The current salary system is problematic for PHC nurses. The salary of nurses should be increased commensurate with the tasks performed. Nurses also should be provided with fair financial benefits such as allowances for housing, working in remote areas, dealing with infectious diseases, or working in open public areas. Other health professionals in Saudi Arabia receive several of these benefits.
Most nurses in this study were not satisfied with management practices. Nurse managers/supervisors should be provided with short training programs on the art of management, leadership and communication skills. Approaches should be developed to allow nurses to participate in decision making regarding practices that influence their work life, receive meaningful feedback on their performance and recognition for their accomplishments.
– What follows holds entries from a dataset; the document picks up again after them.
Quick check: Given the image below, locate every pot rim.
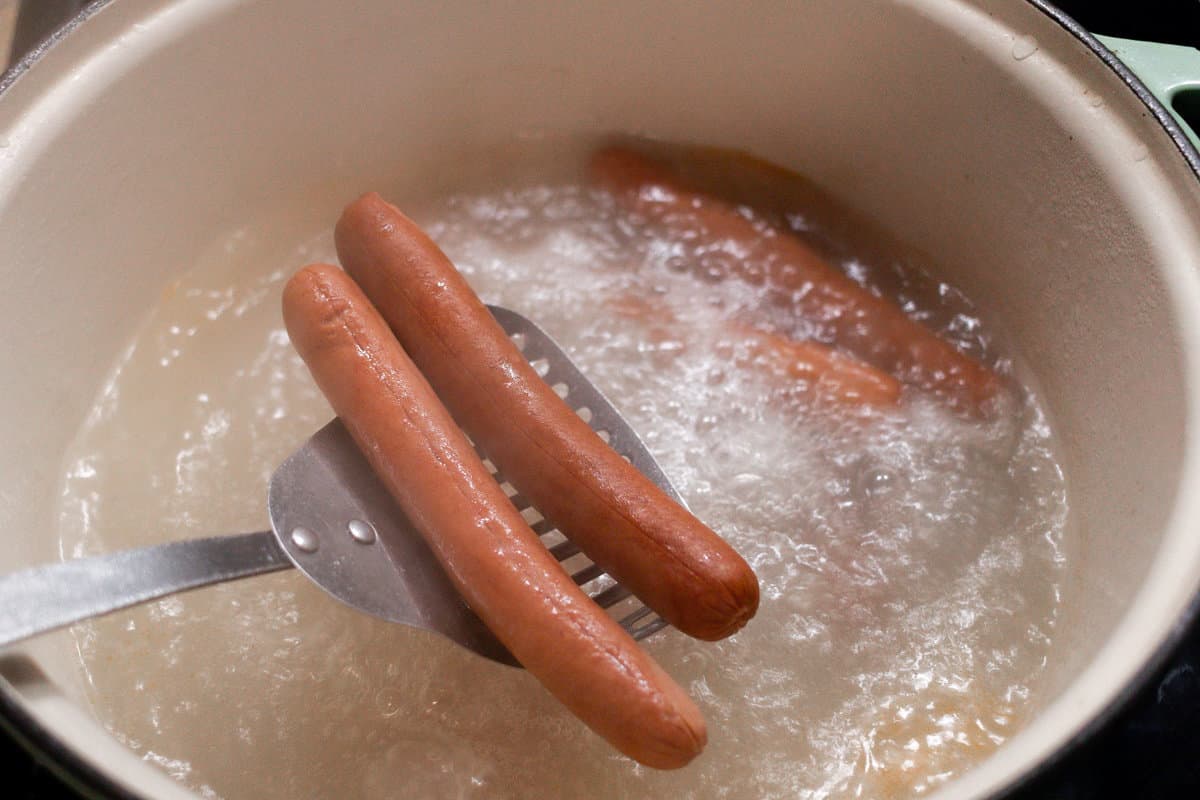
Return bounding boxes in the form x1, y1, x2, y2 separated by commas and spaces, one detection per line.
1, 1, 1197, 798
978, 8, 1200, 797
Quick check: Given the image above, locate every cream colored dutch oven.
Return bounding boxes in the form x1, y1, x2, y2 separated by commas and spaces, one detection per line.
3, 1, 1200, 797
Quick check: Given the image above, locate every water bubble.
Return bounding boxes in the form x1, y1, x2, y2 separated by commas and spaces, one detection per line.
1012, 35, 1038, 61
861, 466, 901, 496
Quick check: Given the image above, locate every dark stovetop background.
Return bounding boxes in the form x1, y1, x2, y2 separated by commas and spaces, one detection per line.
3, 0, 1200, 797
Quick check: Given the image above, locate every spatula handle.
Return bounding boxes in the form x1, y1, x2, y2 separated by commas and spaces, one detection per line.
0, 531, 292, 649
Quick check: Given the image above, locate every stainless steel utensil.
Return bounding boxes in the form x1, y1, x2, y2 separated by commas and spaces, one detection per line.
0, 305, 678, 664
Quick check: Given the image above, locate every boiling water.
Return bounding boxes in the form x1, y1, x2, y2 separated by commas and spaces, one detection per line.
59, 142, 1068, 799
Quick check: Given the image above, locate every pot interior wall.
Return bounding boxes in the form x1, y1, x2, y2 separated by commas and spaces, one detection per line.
1, 1, 1199, 798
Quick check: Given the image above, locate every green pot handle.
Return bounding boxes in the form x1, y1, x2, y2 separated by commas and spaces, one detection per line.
1096, 35, 1200, 149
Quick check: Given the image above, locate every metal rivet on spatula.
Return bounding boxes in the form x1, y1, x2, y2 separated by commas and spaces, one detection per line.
291, 527, 319, 553
348, 519, 376, 544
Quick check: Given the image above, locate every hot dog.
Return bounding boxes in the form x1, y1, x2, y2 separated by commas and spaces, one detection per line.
335, 193, 759, 642
605, 291, 899, 408
728, 322, 902, 408
282, 264, 706, 768
588, 146, 1002, 413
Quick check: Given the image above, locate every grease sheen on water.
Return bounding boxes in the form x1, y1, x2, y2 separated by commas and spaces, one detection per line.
58, 141, 1068, 800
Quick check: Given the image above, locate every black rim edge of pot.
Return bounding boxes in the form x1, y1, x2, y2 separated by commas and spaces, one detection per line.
0, 0, 111, 95
1, 2, 1199, 799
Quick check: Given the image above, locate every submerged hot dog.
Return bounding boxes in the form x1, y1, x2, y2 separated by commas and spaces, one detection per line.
335, 194, 759, 642
282, 264, 706, 768
729, 322, 902, 408
589, 146, 1002, 413
605, 292, 899, 408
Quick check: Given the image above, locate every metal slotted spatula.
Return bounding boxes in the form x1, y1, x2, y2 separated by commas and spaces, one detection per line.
0, 306, 678, 664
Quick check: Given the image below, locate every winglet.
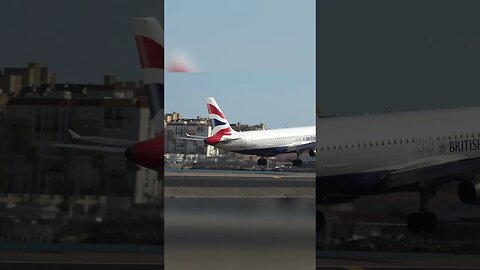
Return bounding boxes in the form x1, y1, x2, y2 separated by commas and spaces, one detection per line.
68, 129, 81, 140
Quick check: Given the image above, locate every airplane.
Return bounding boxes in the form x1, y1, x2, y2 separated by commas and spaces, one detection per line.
51, 17, 164, 170
316, 106, 480, 233
183, 97, 316, 166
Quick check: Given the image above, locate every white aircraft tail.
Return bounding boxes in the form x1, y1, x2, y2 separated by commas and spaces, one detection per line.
204, 97, 237, 145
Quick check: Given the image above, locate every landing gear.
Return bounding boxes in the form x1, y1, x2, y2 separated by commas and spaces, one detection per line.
292, 159, 303, 166
257, 158, 267, 166
309, 149, 316, 157
293, 152, 303, 166
406, 184, 438, 233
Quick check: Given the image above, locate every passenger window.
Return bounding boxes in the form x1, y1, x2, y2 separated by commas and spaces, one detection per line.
339, 145, 342, 150
399, 139, 403, 144
375, 141, 378, 146
406, 138, 409, 143
393, 140, 396, 144
387, 140, 390, 145
381, 141, 384, 146
436, 136, 440, 141
369, 142, 373, 147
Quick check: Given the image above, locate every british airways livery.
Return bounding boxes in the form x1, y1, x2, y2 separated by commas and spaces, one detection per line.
186, 98, 316, 166
317, 107, 480, 233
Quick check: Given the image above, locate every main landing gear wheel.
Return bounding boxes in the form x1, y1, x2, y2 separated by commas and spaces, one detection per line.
407, 185, 438, 233
257, 158, 267, 166
292, 159, 303, 166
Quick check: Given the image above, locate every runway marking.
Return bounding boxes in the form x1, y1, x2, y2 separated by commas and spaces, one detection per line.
272, 176, 281, 179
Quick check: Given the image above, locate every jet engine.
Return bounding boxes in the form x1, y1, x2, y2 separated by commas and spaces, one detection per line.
458, 177, 480, 205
Finally, adequate job descriptions, working policies and standard procedures for PHC nursing practice are urgently required.
More social, managerial, professional and organizational support should be directed to young and novice nurses who were found in this study to be less satisfied than experienced nurses. Older nurses may require more sense of appreciation, valuation and respect.
Suggestions for future research
The current study used a cross-sectional survey design which limits the observation of change over time. There is a need to conduct longitudinal research using a few selected PHC organizations to gain an in-depth understanding of the determinants of and changes in QWL of PHC nurses at various points in time. An intervention study to improve QWL of PHC nurses using the findings of the current study is required. A comparative study between PHC centres and hospitals as well as public sector and private sector organizations in terms of QWL of nursing personnel is required. Such a study may assist in identifying the determinants of QWL in each sector that may be different from sector to sector according to differences in the working system and environment. A further comparative study regarding QWL between nurses and other health professionals in PHC services is required.
Limitations
A number of limitations in the current study have been identified. The sample was drawn from nurses who were willing to participate in the study. Although all of the PHC centres (n = 134) in the Jazan region were included in this research, the voluntary sampling methodology may limit the generalizability of the findings. However, the high response rate (effective response rate = 87%) suggests that response bias is minimal. The information was gathered through a self-reporting survey leaving the interpretation to the participant. The use of self-reporting instruments may have decreased the reliability of responses due to misinterpretation of some of the items. The questionnaires were distributed to the PHC nurses through their managers – this strategy could have allowed the managers to pressure (intentional or unintentional) registered nurses to complete the survey in a particular way [74]. However, there were no reports of pressure placed on respondents from managers. Despite these limitations, the findings of the study provide important contribution to the existing research on the QWL, particularly for PHC nurses.